“I wish someone had told me” is a series of posts that feed into our inquisitive nature at CN&CO. Each week we hear from someone in our network about something interesting or surprising that’s recently happened or occurred to them – or lessons they learnt. These blogs are a way to pay it forward and form part of CN&CO’s belief that the world can be a better place – and we all have a responsibility to make it so. This week’s post is by Colin.
Is there such a thing as runner’s envy, I wonder? Seeing people out in the fresh air (well, not during peak hour in Joburg, but at times when it’s a bit fresher) I would often think, “I wish I could want to do that.” But I never wanted to – until recently.
I went for a walk one afternoon in the suburb we recently moved to, where the streets are wide, flat and shaded. After a while I started walking a bit faster, and then fell into a sort of middle-aged bobble-shuffle (if that’s even a thing). If it were, it would be like jogging (if that’s still even a thing), but at a walking pace.
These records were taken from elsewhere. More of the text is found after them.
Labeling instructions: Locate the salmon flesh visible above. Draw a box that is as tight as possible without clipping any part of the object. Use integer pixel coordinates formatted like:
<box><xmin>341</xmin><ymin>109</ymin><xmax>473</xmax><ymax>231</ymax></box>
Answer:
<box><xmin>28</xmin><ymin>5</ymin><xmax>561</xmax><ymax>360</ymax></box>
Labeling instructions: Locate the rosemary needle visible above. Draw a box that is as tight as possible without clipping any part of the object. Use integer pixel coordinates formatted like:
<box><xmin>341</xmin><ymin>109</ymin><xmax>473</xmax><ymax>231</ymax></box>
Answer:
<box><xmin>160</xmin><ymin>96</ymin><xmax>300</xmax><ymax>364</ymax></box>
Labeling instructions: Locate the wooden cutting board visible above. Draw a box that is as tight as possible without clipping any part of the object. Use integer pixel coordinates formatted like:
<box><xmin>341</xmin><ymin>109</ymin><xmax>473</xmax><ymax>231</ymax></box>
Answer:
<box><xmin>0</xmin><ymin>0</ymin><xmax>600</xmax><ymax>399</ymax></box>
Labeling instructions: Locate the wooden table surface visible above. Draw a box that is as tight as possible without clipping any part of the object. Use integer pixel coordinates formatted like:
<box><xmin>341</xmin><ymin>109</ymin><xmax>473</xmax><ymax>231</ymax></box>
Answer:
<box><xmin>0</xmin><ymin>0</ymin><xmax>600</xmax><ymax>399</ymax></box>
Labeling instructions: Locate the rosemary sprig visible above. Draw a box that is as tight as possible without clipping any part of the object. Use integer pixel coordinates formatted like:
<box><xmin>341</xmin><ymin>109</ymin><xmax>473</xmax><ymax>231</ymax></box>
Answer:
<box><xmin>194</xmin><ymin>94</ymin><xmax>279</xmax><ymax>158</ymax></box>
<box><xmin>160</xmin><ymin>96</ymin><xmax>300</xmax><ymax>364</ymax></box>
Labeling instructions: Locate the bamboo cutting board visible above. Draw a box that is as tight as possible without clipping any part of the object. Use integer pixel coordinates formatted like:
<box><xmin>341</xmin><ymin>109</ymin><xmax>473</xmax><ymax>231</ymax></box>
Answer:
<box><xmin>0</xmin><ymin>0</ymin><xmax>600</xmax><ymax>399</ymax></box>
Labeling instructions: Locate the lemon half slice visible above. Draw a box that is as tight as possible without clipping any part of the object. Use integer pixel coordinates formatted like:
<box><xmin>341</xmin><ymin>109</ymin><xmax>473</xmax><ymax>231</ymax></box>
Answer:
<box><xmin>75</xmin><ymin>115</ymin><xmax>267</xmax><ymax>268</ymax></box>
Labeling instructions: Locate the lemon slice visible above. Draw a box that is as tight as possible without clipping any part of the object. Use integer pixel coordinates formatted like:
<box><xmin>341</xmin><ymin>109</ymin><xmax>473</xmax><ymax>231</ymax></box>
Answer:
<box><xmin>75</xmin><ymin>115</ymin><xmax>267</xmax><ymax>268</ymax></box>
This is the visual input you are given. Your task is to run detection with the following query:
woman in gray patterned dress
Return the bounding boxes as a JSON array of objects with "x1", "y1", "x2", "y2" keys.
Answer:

And then one day I bought a Fitbit. I thought, “If I’m doing all this bobble-shuffling, plus my weekly spinning class, I might as well get points for it. Who knows, I could win a free cup of coffee at Vida.*”
Imagine my surprise when I realised my bobble-shuffling route was a wee bit longer than 4km!
“Well now, let’s see if we can do 5km,” I thought. And the next time, I did it! 5km in 32 minutes – which I was told is really good. And my shin splints didn’t even kick in.
I think it was the army that put me off running. All that “two-point-four kms in full battle gear” nonsense, wearing boots and a helmet and carrying a rifle. Oh, and if you didn’t finish in certain time, you had to do it again. I was at the nurses’ station every two days for a Voltaren injection for the pain in my shins.
So now here I am in my 40s running 5km in a respectable 32 minutes (I only got that time once – and my Fitbit might have lied – but I’m claiming it.)
After a few bobble-shuffles through the mean streets of Houghton, I decided it was time to do a proper run, so I entered the MAD2Run Hudsons run through the mean streets of Parkhurst. A 5k run, I thought. I can do this. Ah, but suddenly there were hills involved, which my bobble-shuffle wasn’t quite geared for. I started getting pains in a variety of places in my legs. Then I went for a parkrun, and the wobbliness of the course – a grass field with surprise dongas and bumps – activated those pains again.
“Get some good shoes,” said Gregory.
“Why?” I asked, “these old faithfuls have served me well for the past 10 years.”
“That’s exactly why,” he said.
And so I went and bought a decent pair of shoes (an enormous expense, I might add – they cost more than the Fitbit!) But guess what… they work! My bobble-shuffle is improving, I ran 5km at the EasyEquities Born2Run Hot Legs event a week or so ago in about 40 minutes. It took three or four minutes to get going because the crowd was so big, and there were some insane hills. So, not a bad time I thought. And it’s still early days.
I started bobble-shuffling in about October 2017 and I think I’m starting to “get it” now. I have become world famous in CN&CO circles for the heart-shaped sweat mark that forms on my shirt when I run. Perhaps that’s a sign of things to come.
Last week, while I was on holiday in Port Alfred, I went for a couple of morning runs along the river, which was amazing. I did my 5km in around 34 minutes, and the heart didn’t disappoint! Who knows, maybe one day I’ll run a marathon.
I can see Carel quivering with delight at the thought! “You see, like Madiba says, you think it’s impossible until it’s done.” And he’s done his fair share of marathons has our Carel. In fact, if you’d like to help him to become the highest fundraiser for the Comrades Marathon Foundation (again), feel free to drop a few pennies in here. He is just about to reach his target, and you know how much Carel likes to top the leader board.
The money Carel raises will go to Hospice.
*Even though I don’t know where there are any Vidas anymore, it’s still nice to win things.